I am Garry. I am Hap
I am Garry. I am Happy.

输出

I am Harry. I like to eat apple.
I am Garry. I am Happy.

我正在用Python做这件事,但事情就是赢了。

代码

f1 = open('a.txt','r') # Read from file
ListofLine = f1.readlines() # Read the line into list
f2 = open('n.txt','w') # Open new file to write

# Iterate all the sentences to compare
for x in len(ListofLine):
    # Comparing first word of the sentences
    if(ListofLine[x].split()[0] = ListofLine[x+1].split()[0]):
        # Comparing the length and keep the longest length sentences
        if(len(ListofLine[x])>len(ListofLine[x+1])):
            f2.write(ListofLine[x])

f1.close()   
f2.close()

3 个答案:

答案 0 :(得分:1)

您需要定义一个条件才能找到您称之为公共部分的内容。它可以是第一句话,例如“我是哈利。”

要解析句子,您可以使用RegEx,例如:

import re


# match a sentence finishing by a dot
re_sentence = r'((?:(?!\.|$).)+\.?)\s*'
find_all_sentences = re.compile(re_sentence, flags=re.DOTALL).findall

这里 find_all_sentences 是一个功能。它是re.compile findall 函数的结果。找到一行中的所有句子是一个帮助。
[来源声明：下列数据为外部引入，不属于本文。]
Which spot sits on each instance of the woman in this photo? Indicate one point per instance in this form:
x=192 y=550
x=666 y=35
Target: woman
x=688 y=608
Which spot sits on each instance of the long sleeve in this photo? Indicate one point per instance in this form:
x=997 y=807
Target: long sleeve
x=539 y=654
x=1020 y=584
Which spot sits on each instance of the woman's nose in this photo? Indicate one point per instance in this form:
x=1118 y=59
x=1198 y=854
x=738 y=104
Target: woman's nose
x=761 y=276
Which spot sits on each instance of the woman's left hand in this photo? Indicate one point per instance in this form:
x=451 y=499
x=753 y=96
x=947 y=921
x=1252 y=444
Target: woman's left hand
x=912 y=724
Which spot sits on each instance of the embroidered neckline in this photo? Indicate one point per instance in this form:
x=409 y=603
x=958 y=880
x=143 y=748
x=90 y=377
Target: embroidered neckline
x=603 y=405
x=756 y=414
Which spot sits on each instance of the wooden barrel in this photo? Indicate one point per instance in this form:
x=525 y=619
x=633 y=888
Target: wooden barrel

定义此函数后,您可以使用它来解析行并提取第一个被视为要检查的公共部分的句子。

每当你匹配一个句子时,你可以将它存储在 dict 中(这里我使用了 OrdererdDict 来保持行的顺序)。当然,如果你找到一个更长的行,你可以用这个替换现有的行:

import collections

lines = [
    "I am Harry. I like to eat apple",
    "I am Harry.",
    "I am Garry.",
    "I am Garry. I am Happy."]

longuest = collections.OrderedDict()
for line in lines:
    sentences = find_all_sentences(line)
    first = sentences[0]
    if first in longuest:
        longuest[first] = max([longuest[first], line], key=lambda l: len(l))
    else:
        longuest[first] = line

最后,您可以将结果序列化为文件。或打印出来:

for line in longuest.values():
    print(line)

要编写文件,请使用 with 语句:

import io


out_path = 'path/to/sentences.txt'

with io.open(out_path, mode='w', encoding='utf-8') as f:
    for line in longuest.values():
        print(line, file=f)

答案 1 :(得分:0)

尽力而为:

欺骗是不计算新字符串(或行)的全长,并使用 startswith ()将已检查的字符串作为前缀进行匹配。有了这个功能,你就会在你得到一条比前一条线更长(+ 1)线的那一刻停下来,这就是所有事情。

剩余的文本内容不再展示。